Consolidation is key to US media in the face of online streaming competition; what does the battle mean for investors?

Pay TV business Sky was one of the best performers in the FTSE 100 index of blue-chip companies in June, gaining 8.5 per cent as the result of a bidding war for the company between Rupert Murdoch’s 21st Century Fox and US cable company Comcast.

That bidding war has now escalated once more. Following Fox’s most recent offer to purchase Sky at £14 per share, Comcast has hit back with an even higher offer of £14.75.

The bidding war initially started in February when Comcast unexpectedly placed a bid for Sky while Fox was tied up waiting for regulatory approval of the purchase.

Fox had originally agreed to buy Sky in December 2016 for just £10.75 per share. Comcast’s latest bid is almost 40 per cent above that.

The biggest winners of the war have been Sky News investors, with the broadcaster’s share price up by almost 50 per cent from the start of the year.

Comcast’s latest rapid-fire offer further shows the determination of the company to buy Sky.

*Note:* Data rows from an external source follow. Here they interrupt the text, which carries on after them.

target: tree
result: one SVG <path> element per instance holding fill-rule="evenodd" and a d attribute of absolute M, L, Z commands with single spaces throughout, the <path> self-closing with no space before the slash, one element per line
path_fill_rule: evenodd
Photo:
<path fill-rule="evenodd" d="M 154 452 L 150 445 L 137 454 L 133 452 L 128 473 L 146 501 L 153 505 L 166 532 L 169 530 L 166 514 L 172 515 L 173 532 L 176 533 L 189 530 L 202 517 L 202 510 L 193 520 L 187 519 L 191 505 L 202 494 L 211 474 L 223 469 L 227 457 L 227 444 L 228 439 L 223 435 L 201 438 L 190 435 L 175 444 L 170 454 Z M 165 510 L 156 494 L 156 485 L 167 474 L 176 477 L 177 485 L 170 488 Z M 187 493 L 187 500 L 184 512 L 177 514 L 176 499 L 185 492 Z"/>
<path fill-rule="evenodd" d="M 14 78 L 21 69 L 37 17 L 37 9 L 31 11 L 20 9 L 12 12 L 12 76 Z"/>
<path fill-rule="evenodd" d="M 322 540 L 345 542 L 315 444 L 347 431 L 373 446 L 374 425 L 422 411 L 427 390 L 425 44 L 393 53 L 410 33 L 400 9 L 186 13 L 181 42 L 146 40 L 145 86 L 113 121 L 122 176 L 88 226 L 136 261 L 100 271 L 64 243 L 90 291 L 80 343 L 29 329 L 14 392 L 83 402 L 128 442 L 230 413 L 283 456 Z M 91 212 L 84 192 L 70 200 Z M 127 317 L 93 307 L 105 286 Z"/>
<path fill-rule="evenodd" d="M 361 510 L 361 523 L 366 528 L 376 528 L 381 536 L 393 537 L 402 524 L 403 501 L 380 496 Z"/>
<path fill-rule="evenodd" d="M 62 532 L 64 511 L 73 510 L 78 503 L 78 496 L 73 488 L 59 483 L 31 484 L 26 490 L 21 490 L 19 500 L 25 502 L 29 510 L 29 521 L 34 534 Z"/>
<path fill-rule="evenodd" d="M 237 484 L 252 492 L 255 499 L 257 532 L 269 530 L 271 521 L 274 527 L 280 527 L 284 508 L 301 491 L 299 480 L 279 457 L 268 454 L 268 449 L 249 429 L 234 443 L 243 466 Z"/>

As Ian Forrest, investment research analyst at The Share Centre, says: ‘The speed with which Comcast has responded to Fox’s bid speaks volumes about the determination of Comcast, led by Brian Roberts, to win the day.’

Markets appear bullish, with the expectation being that prices will continue to head north as both firms appear set to put forward further counter-offers. As Forrest notes: ‘the market seems confident that the battle has further to go as the share price is now at £15.20, well above the latest Comcast offer.’

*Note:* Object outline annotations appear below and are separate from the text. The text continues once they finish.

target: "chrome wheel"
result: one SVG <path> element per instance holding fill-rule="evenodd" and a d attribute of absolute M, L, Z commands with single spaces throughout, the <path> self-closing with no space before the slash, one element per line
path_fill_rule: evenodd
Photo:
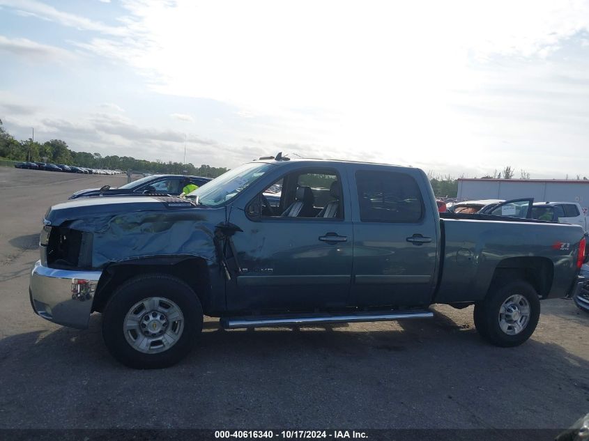
<path fill-rule="evenodd" d="M 184 316 L 171 300 L 151 297 L 129 309 L 123 322 L 125 338 L 131 346 L 145 354 L 167 350 L 180 339 Z"/>
<path fill-rule="evenodd" d="M 530 304 L 525 297 L 514 294 L 499 309 L 499 327 L 507 335 L 517 335 L 530 321 Z"/>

However, with prices now so elevated, how much further can they go?

Both firms want increased international exposure and are acutely aware of their vulnerability to market disrupters providing online streaming services; acquisitions are seen as key to their survival.

Just as UK (and European) supermarkets are consolidating in the face of the threat from Amazon’s move into groceries, legacy US media companies are attempting to consolidate to fend off the likes of Amazon and Netflix.

And, as Forrest notes, both companies have ‘deep pockets.’

For investors in Sky with a higher risk tolerance, there is the potential to hold out as the bidding war continues to escalate. However, notes Forrest, ‘we still believe that lower-risk investors may want to lock in recent gains.’